En vez de volver por el camino que tomaba cada vez que iba a visitarla tomé por otro lado, donde había un monte de eucaliptos gigantes. Caminé entre los árboles de un lado al otro, hablando solo. Imaginaba conversaciones con Mabel donde ella me contaba el porqué de su tristeza y yo la abrazaba para consolarla. Después me senté contra el tronco de un eucalipto, saqué la vincha del bolsillo y la tuve entre mis manos un rato acariciándola. Hasta que no pude más y me desahogué besando a la vincha con todos los besos que había guardado esos dos años para Mabel.

Cuando el sol empezó a bajar y la sombra de los eucaliptos cubría toda la calle metiéndose en el campo, retomé el camino hacia mi casa.

Caminaba por el cañadón que está cerca del arroyo, entretenido mirando los teros que cantaban volando en círculo, cuando de pronto corriendo entre los juncos apareció el perro de Mabel. Se acercó moviendo la cola, le hice unos mimos en la cabeza y al levantar la vista me pareció verlos. Primero no lo creí, pero la remera amarilla era la que Mabel tenía puesta esa tarde, y la camisa blanca era la que siempre usaba Alfredo.

Caminé despacio ocultándome en unos montículos de tierra que había al costado del arroyo. Fijé la vista para confirmar lo que veía. No paraban de besarse. Me di vuelta buscando un palo o algo para tirarles y vi que Mabel había dejado la canasta con los huevos ahí nomás de donde yo estaba. La agarré con cuidado conteniendo mis ganas de reventarla contra el piso. El cusco primero amagó seguirme pero después se quedó mirándome, curioso, sentado en sus patas traseras. Ya estaba oscureciendo. Caminé unos metros buscando un recodo que hacía el arroyo, me senté en la orilla y rabioso tiré uno por uno todos los huevos, estrellándolos contra unas piedras que aparecían como islas en el medio del agua. Al levantarme le puse a la canasta vacía la patada más fuerte que había pegado hasta ese momento en mi vida. Voló quedando perdida entre los juncos. Sentí dolor en la panza. Me bajé los pantalones y me puse a cagar al lado de una mata de pasto. Me limpié el culo con la vincha y la tiré al agua haciéndola volar por el aire.

Recorrí el camino hacia mi casa con trancos largos y la cabeza levantada. Había algo dentro mío que me decía que a partir de ese momento yo era un hombre, era algo profundo y muy raro que si alguien me lo preguntaba no hubiera sido fácil de explicar. Iba para atrás en el tiempo y me daba asco de mí mismo al acordarme las payasadas que había hecho y todas las veces que me había rebajado haciendo cualquier estupidez para conseguir algo.

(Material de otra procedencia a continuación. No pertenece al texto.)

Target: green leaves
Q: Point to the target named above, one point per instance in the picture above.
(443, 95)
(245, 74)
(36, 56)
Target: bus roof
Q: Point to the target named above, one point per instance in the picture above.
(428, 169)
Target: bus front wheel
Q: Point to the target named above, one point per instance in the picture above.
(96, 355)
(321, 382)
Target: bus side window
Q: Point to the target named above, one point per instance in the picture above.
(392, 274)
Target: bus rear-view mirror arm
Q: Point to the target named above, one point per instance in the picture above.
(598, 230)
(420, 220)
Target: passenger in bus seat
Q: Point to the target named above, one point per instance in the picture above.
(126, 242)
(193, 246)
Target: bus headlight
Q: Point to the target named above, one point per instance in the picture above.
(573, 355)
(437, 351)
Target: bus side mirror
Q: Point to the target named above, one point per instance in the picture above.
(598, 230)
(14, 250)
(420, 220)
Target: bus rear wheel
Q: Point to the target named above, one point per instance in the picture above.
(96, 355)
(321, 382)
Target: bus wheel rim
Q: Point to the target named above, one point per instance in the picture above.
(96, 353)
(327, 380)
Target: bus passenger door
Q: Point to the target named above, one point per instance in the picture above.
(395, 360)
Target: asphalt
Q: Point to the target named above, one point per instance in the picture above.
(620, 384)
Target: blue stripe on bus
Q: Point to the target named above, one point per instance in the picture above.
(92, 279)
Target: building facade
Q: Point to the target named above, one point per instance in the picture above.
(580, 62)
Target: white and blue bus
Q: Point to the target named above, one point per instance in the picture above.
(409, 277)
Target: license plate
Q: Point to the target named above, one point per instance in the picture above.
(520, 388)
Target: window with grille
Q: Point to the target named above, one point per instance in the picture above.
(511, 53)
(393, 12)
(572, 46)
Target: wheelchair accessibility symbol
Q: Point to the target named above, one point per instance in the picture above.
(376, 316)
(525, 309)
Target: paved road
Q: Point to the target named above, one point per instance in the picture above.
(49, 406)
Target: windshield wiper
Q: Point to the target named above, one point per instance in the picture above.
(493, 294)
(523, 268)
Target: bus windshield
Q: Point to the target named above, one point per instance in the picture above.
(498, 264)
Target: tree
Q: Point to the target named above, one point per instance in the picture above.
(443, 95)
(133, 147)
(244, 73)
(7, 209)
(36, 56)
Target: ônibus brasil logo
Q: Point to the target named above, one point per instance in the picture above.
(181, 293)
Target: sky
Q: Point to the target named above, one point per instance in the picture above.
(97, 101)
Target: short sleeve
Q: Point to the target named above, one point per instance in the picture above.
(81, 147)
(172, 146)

Entré a la cocina, mi vieja sin dejarme llegar empezó a los gritos, diciendo qué me creía yo que la iba a preocupar llegando de noche. Se paró a dos pasos y sin titubear sacó una tremenda bofetada, que sonó como una estampida dejándome el cachete ardiendo.

 

 

 

Apreté los dientes, tuve que hacer un esfuerzo para quedarme firme, sin mosquearme en el lugar, la miré como miran los hombres cuando se sienten seguros y aunque hubiera llorado por el resto de mi vida, me la banqué y no se me escapó una lágrima, ni una sola.